Picture Saint Valentine’s Day. Chances are you think of flowers, chocolate, and gifts (heart-shaped, mostly), a far cry from its bloody beginnings. The most widespread story about this holiday sets its origins in the third century. During the reign of Claudius II, Rome was at war. As the empire was declining, so was the number of young men who enlisted. According to Claudius II, young men wanted to marry and have a family more than they wanted to become soldiers, so he decided to ban marriages. Valentine, a priest, chose to disobey the decree by continuing to perform marriages for young couples in secret. Soon, Claudius found out and sentenced him to death. While imprisoned, awaiting his fate, Valentine fell in love with the jailer’s daughter and sent her a heart-shaped letter which he signed: “Your Valentine”.
The first love poems that mentioned Valentine's Day date from the 15th century. However, the holiday became widespread across the USA, Canada, Mexico, France, and the UK only in the 18th century. Lovers would send cards decorated with lace, ribbons, and colorful lettering. While most were affectionate and romantic, some cards included puns and sassy remarks as some cruel souls would pick this day to let their loved ones know they had set their eyes elsewhere.

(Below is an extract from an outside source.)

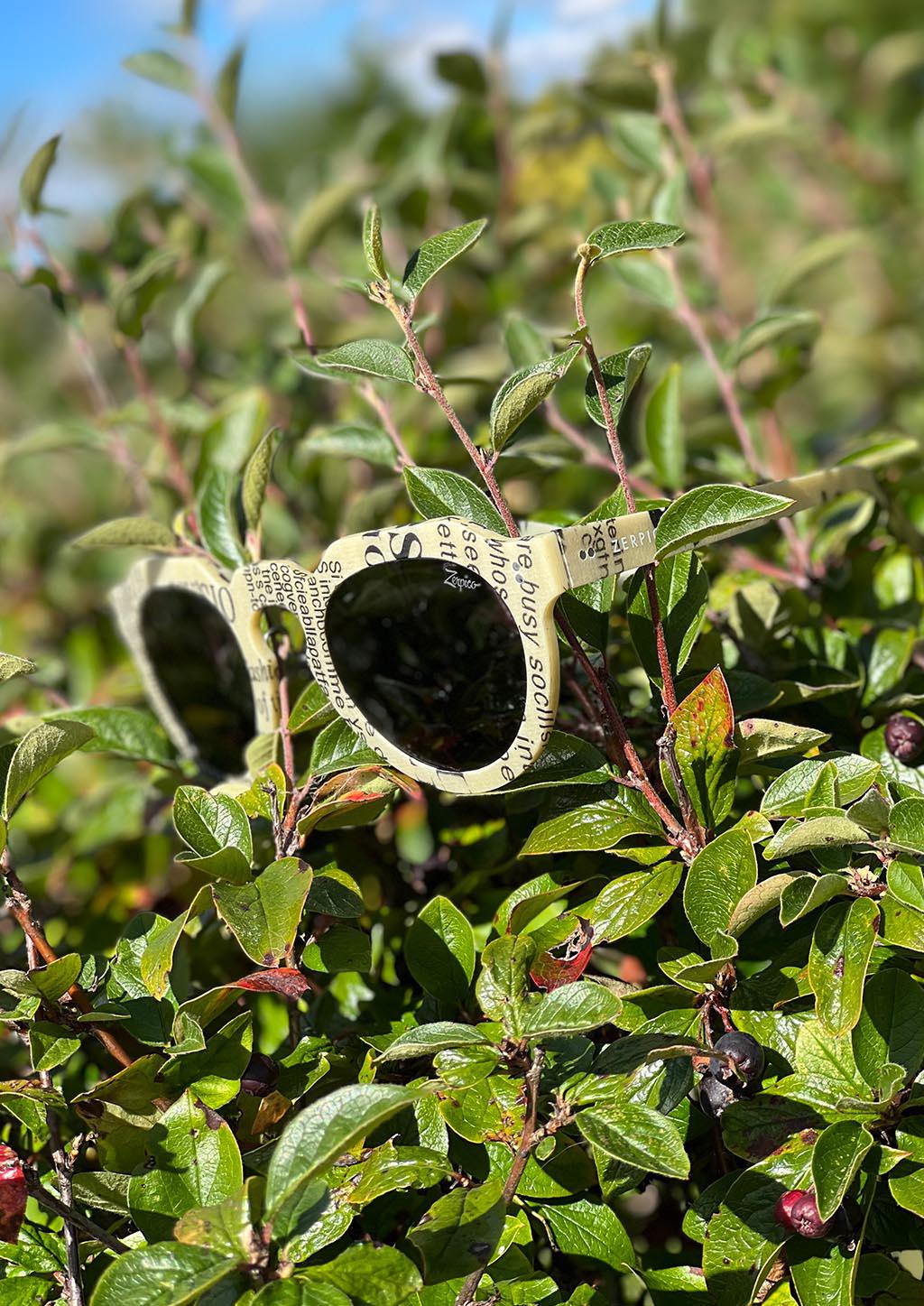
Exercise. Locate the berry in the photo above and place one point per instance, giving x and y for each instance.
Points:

Thus, with lovers wanting to celebrate each other or ditching another with cheeky cards, a new industry was born. In the US, Esther Howard is the name behind the first enterprise of handmade cards made to make anyone fall in love. Her father owned a paper business, which allowed her to find the supplies to create beautiful handcrafted cards with ribbons and lace.
Demand grew so much that it became a big business known as the “New England Valentine Company”. Without delay, other companies started competing in the market, and soon the business diversified by offering a wide range of greeting cards yearlong.
At the start of the 20th century, the most famous greeting card company was born in 1910: Hallmark. Today, greeting cards are not as popular, and e-cards have not found their way into consumers' hearts. However, Valentine’s Day still champions cards as a way to celebrate, and greeting cards for this holiday make up 25% of all sales each year.
Valentine’s Day is a money-making machine; it is only second to Christmas when it comes to money spent by consumers. In the 1980s, other industries wanted in. Jewelry brands launched massive campaigns to make their way into the myriad of products deemed perfect for Valentine’s. The chocolate industry feels the love when 86% of consumers in the US say they plan to buy chocolate to celebrate the holiday. Other industries like lingerie and teddy bears also look forward to Valentine's.
Even those who decide not to celebrate the traditional way can buy funny and sarcastic mugs and t-shirts. Even restaurants and bars offer creative alternatives for people who prefer to have a night out with friends or to celebrate their singleness.
Although it is often said that this is a made-up holiday intended to get consumers to spend, the truth is that people enjoy Valentine's Day and have done so for centuries. What is more, Valentine's is celebrated all around the world because love is universal.